Quoted-printable and Base64 are the two basic MIME content transfer encodings. If the input text is mostly ASCII, quoted-printable results in a fairly readable and compact encoded result. On the other hand if the input is not mostly ASCII then quoted-printable becomes both unreadable and extremely inefficient. Base64 is not readable but has a predictable overhead for all data and is the more sensible choice for binary formats or text in non Latin based languages.
[edit] Quoted-printable encoding
Any 8-bit byte value may be encoded with 3 characters, an "=" followed by two hexadecimal digits (0–9 or A–F) representing the byte's numeric value. For example, a US-ASCII form feed character (decimal value 12) can be represented by "=0C", and a US-ASCII equal sign (decimal value 61) is represented by "=3D". All characters except printable ASCII characters or end of line characters must be encoded in this fashion.
Printable ASCII characters except "=", i.e. those with decimal values between 33 and 126 excepting decimal value 61 (=), may be represented by themselves.

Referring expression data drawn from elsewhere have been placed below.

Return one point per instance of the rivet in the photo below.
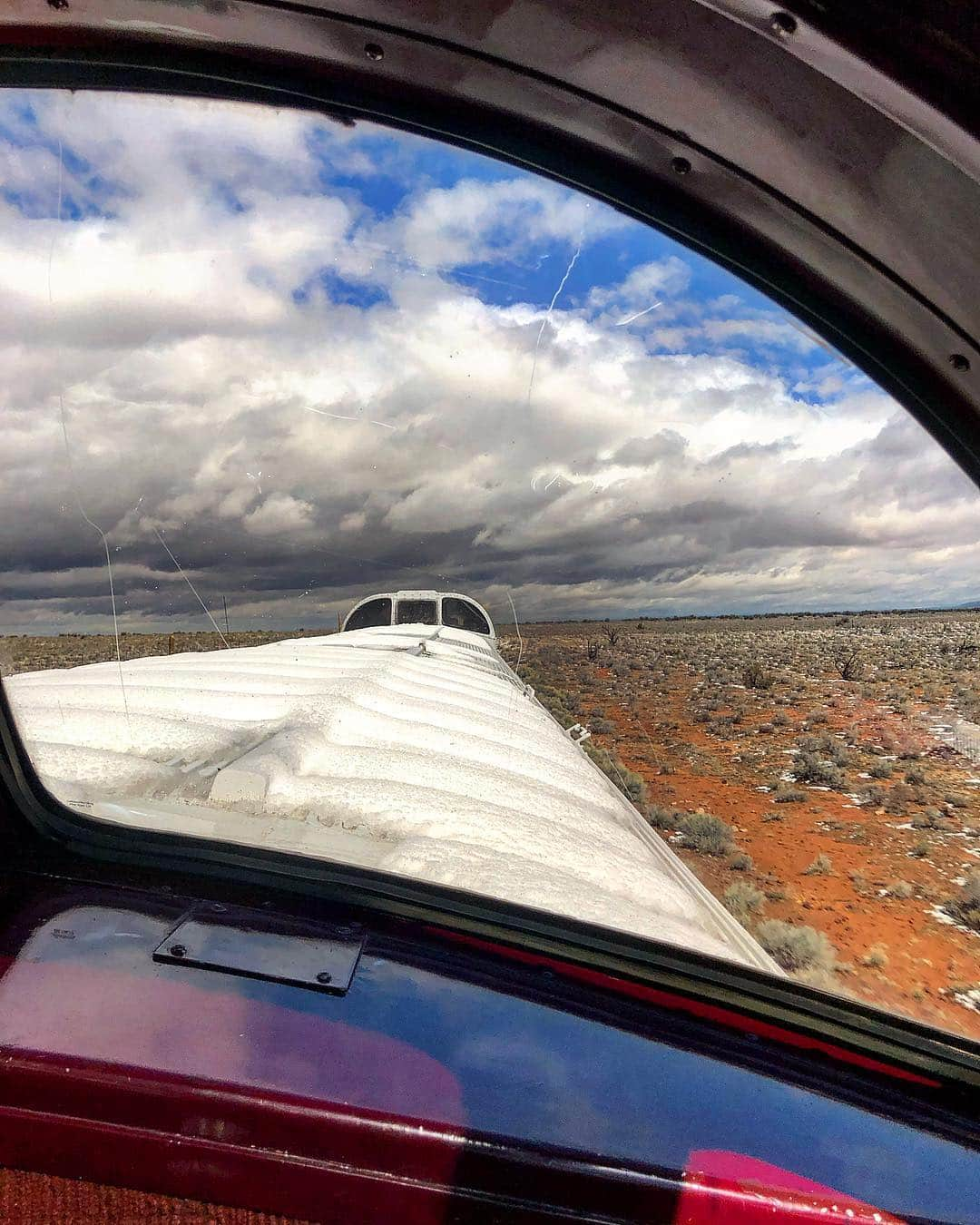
(783, 24)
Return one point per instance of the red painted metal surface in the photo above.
(444, 1085)
(730, 1189)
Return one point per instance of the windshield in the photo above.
(706, 669)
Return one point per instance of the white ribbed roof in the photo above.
(408, 749)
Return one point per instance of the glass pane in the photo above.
(260, 367)
(416, 612)
(462, 615)
(374, 612)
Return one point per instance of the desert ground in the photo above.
(797, 763)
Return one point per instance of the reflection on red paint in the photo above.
(695, 1007)
(738, 1190)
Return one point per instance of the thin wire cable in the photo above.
(181, 569)
(108, 559)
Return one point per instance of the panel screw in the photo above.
(783, 24)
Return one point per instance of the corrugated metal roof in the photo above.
(407, 749)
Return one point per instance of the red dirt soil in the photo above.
(926, 959)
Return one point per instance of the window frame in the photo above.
(864, 314)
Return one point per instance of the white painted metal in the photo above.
(412, 750)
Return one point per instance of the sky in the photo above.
(259, 357)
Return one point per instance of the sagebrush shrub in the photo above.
(706, 833)
(797, 947)
(744, 899)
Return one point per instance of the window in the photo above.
(462, 615)
(370, 614)
(416, 612)
(269, 365)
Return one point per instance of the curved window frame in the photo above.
(45, 835)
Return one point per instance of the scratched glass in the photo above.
(646, 554)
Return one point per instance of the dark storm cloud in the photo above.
(290, 387)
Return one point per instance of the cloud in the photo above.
(304, 356)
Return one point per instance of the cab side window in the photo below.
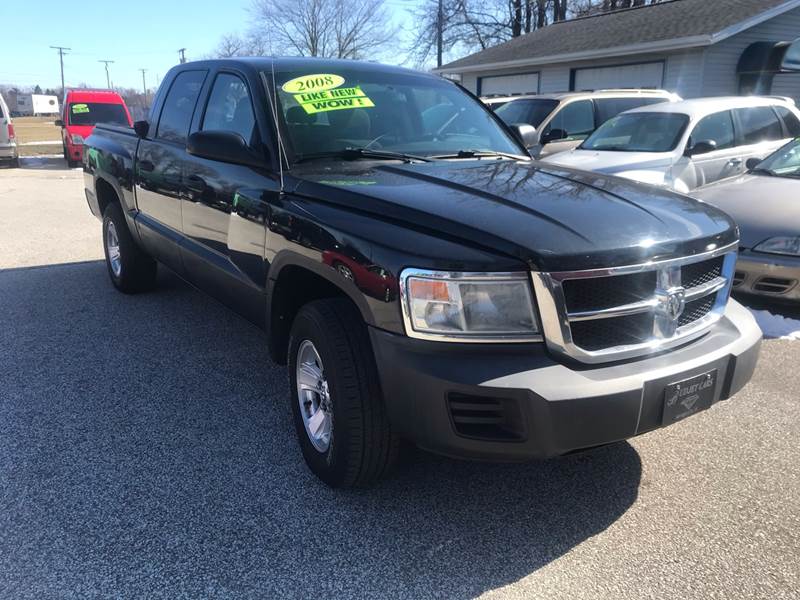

ASCII tab and space characters, decimal values 9 and 32, may be represented by themselves except if these characters appear at the end of a line. If one of these characters appears at the end of a line it must be encoded as "=09" (tab) or "=20" (space).
If the data being encoded contains meaningful line breaks, they must be encoded as an ASCII CR LF sequence, not as their original byte values. Conversely if byte values 10 and 13 have meanings other than end of line then they must be encoded as =0A and =0D.
Lines of quoted-printable encoded data must not be longer than 76 characters. To satisfy this requirement without altering the encoded text soft line breaks may be added as desired. A soft line break consists of an "=" at the end of an encoded line and does not cause a line break in the decoded text.